Lawmakers returned to the state capitol Monday to carry out two special sessions at the same time. One of the sessions addresses tax cuts meant to provide inflation relief, and the other was requested by legislators so they could have more control over ARPA funding the state received from the Federal government. If they did not call for their own special session on the ARPA funding, the funds would’ve been left up solely to the discretion of Governor Kevin Stitt.

WATCH: NSU-BA Vision Center treating and teaching

Senate Bill 8XX passed 35-4 out of the State Senate on Monday. It provides $15 Million in matching funds to NSU’s current fundraising to expand their optometry school and help them build a new building to allow them to offer their program to more students at the same time.

“We like to talk about being a top 10 state. This program is top three in the nation,” said State Sen. John Haste (R-Broken Arrow).

In total, the project will cost $33 Million which NSU has raised through public and private donors.

Senators voting against the project had problems with the Cherokee Nation spending $5 Million on the project and the tribe’s recent announcement that it would no longer fly the Oklahoma state flag within their tribal boundaries.

Haste said the issue of the state flag on NSU’s campus and if a donation to the Cherokee Nation would make them take the state flag down despite NSU also receiving state funds was moot and not an issue.

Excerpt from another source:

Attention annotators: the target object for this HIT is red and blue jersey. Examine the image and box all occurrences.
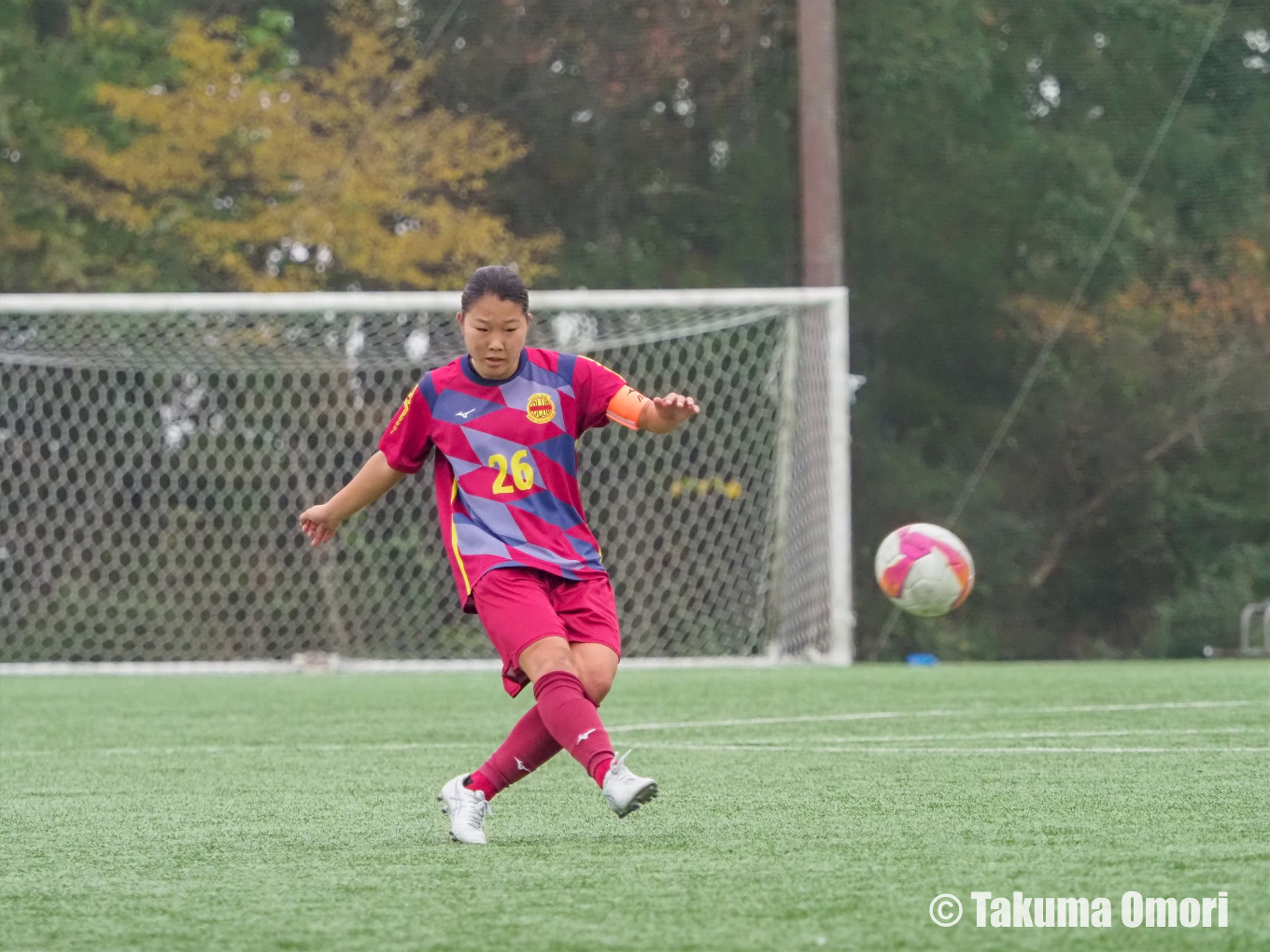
[380,348,642,612]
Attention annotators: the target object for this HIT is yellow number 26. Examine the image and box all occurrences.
[489,449,533,495]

Other senators voted against all health care funding through ARPA because they believed people were being recruited into a workforce that required them to take “experimental vaccines” that were created to combat COVID-19.

The ARPA bills now move to the State House for consideration.

The $15 Million is just a portion of the total $79 Million in funds given to the state by the Federal government in the American Rescue Plan.